[BugFix] Address PrefillCacheHit state to fix prefix cache accuracy bug (#1498)

When use AscendScheduler with prefix-cache enabled and chunk-prefill disabled, there will be accuray problem because there is no branch in mla_v1 to process this scenario. This PR fixes it. Signed-off-by: whx-sjtu <2952154980@qq.com>
2025-06-30 16:51:20 +08:00
parent 5f8241c25c
commit f286265791
1 changed files with 7 additions and 4 deletions
--- a/vllm_ascend/attention/mla_v1.py
+++ b/vllm_ascend/attention/mla_v1.py
@@ -758,7 +758,8 @@ class AscendMLAImpl(MLAAttentionImpl):

        if attn_metadata.attn_state in [
                AscendAttentionState.ChunkedPrefill,
-                AscendAttentionState.SpecDecoding
+                AscendAttentionState.SpecDecoding,
+                AscendAttentionState.PrefillCacheHit
        ] and not ascend_config.chunked_prefill_for_mla:
            attn_output_torch = torch.empty(num_tokens,
                                            self.num_heads * self.v_head_dim,
@@ -783,7 +784,8 @@ class AscendMLAImpl(MLAAttentionImpl):
                causal=True)
        elif attn_metadata.attn_state in [
                AscendAttentionState.ChunkedPrefill,
-                AscendAttentionState.SpecDecoding
+                AscendAttentionState.SpecDecoding,
+                AscendAttentionState.PrefillCacheHit
        ]:
            attn_lse = torch.empty(self.num_heads,
                                   num_tokens,
@@ -835,13 +837,14 @@ class AscendMLAImpl(MLAAttentionImpl):
            attn_output = attn_output.view(-1, self.num_heads, self.v_head_dim)
        else:
            raise RuntimeError(
-                "Unexpected path reached, AscendMLAImpl should only have PrefillNoCache, ChunkedPrefill and SpecDecoding scenario in forward prefill, please file a bug to vllm-ascend !"
+                "Unexpected path reached, AscendMLAImpl should only have PrefillNoCache, PrefillCacheHit, ChunkedPrefill and SpecDecoding scenario in forward prefill, please file a bug to vllm-ascend !"
            )
        attn_output = attn_output.reshape(
            [num_tokens, self.num_heads * self.v_head_dim])
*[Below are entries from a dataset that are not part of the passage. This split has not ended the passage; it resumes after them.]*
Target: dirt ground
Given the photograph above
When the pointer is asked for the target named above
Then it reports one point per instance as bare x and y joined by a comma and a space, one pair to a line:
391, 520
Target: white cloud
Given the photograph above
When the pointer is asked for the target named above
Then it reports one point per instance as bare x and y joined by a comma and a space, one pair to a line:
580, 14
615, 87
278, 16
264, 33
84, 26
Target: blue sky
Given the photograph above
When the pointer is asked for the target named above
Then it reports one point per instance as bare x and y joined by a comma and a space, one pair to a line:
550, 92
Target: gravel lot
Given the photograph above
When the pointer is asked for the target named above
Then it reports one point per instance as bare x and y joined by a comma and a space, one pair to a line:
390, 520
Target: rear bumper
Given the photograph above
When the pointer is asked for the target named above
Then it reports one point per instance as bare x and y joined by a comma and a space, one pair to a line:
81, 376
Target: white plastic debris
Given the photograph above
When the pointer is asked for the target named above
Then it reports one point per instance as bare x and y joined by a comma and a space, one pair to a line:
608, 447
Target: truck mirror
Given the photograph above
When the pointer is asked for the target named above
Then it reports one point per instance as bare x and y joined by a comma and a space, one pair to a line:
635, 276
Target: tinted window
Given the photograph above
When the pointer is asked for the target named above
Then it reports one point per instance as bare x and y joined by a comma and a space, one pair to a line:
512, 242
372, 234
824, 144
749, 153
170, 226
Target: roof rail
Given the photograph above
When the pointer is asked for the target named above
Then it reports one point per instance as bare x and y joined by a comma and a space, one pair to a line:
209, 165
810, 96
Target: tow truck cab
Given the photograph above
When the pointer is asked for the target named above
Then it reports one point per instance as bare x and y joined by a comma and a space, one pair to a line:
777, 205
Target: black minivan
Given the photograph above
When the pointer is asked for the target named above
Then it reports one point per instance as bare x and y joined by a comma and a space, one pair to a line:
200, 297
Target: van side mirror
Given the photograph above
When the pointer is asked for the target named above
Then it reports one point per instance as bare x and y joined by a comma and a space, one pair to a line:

        if attn_metadata.attn_state in [
                AscendAttentionState.ChunkedPrefill,
-                AscendAttentionState.SpecDecoding
+                AscendAttentionState.SpecDecoding,
+                AscendAttentionState.PrefillCacheHit
        ] and not ascend_config.chunked_prefill_for_mla:
            attn_output = attn_output_torch